Bush noted how their many hours of hard work came after completing numerous farming chores or other employment. He added they often worked well into the night for the betterment of the post.
“Take time to read the names of the members on the original Charter and you may have a story or two to pass about those men,” Bush said.” Their work ethic and generally will for continued service was instilled in me and many others in this Post and that is why we continue to support and take care of area veterans and the community.”
Bush called it an honor to serve as the post’s commander and hope for your guidance and help as we go forward. He also encouraged the member’s guidance and help as the post continues forward.

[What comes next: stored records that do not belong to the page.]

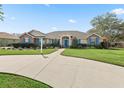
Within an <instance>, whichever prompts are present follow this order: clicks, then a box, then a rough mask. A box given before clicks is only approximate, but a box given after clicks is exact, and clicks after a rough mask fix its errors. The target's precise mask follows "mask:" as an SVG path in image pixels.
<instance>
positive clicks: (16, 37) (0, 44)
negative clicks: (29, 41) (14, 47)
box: [0, 32, 19, 47]
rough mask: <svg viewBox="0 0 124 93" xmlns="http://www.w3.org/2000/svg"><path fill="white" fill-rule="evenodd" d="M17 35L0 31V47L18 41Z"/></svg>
mask: <svg viewBox="0 0 124 93" xmlns="http://www.w3.org/2000/svg"><path fill="white" fill-rule="evenodd" d="M18 42H19V37H17V36H14V35H12V34H9V33H5V32H0V47H3V46H7V45H8V44H12V43H18Z"/></svg>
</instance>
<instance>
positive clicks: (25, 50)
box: [0, 49, 56, 55]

“This hallowed hall and its predecessor are full of memories,” said Bush in listing many familiar family names throughout the proud past of Weyerhaeuser.
He praised their proud service and hard work for the betterment of the community.
Longtime post member Frank Boczyk, a Korean War Army Artlillary veteran, called the anniversary a significant achievement.
“I’m glad we got here,” said Boczyk, whose father, Andrew Boczyk, served in the cavalry during World War I.
A statement from VFW Commander-in-Chief Harold “Hal” Roesch II was presented during the event. It commends the post and its service to the community and country, calling it a pillar of support for the area
Roesch notes the public service the post provides.
“You provide an invaluable network of service to those that have borne the battle as well as to their families. You also advance the help and well-being of those who bear the burden of defending our nation and our way of life,” Roesch states
Roesch adds the post is an inspiration for all to follow, saying it is a testament to the VFW motto of “No one does more for veterans.” He offered his heartfelt congratulations to the post.
“I send my sincere thanks and gratitude to all members of VFW Post 5780 for your outstanding record of service to the community, to veterans, service member and their families and our nation for so many years,” Roesch states.
Honorary longevity pins and patches were presented to numerous post members, marking years of membership in the post.
The last one went to Chekalski for his 75 years. Checkalski flew with the U.S. Navy Dive Bombers during World War II. He credits a Rusk County World War I veteran from Ladysmith as the motivating force in helping make the Weyerhaeuser post possible.
“When the boys started coming back, he said, ‘We’ve got to have a post in Weyerhaeuser,’” Checkalski said.
Checkalski also praises the community for supporting the post, citing the local help that went into the post’s headquarters after its previous building was hit by lightning and destroyed by the fire that followed in 1999.
As a charter member, Checkalski and a few dozen other armed forces veterans helped start the post in 1946. They and all the members who followed made the local organization what it is today with a great amount of support from the community in which they continue to serve.
The meal was provided by Burdy’s Bar & Grill and served by Boy Scout Troop 56 from Bruce. Bartenders were Caleb and Ashley Balts. Donations were provided by Rusty Garbacz and John and Mary Rogowski.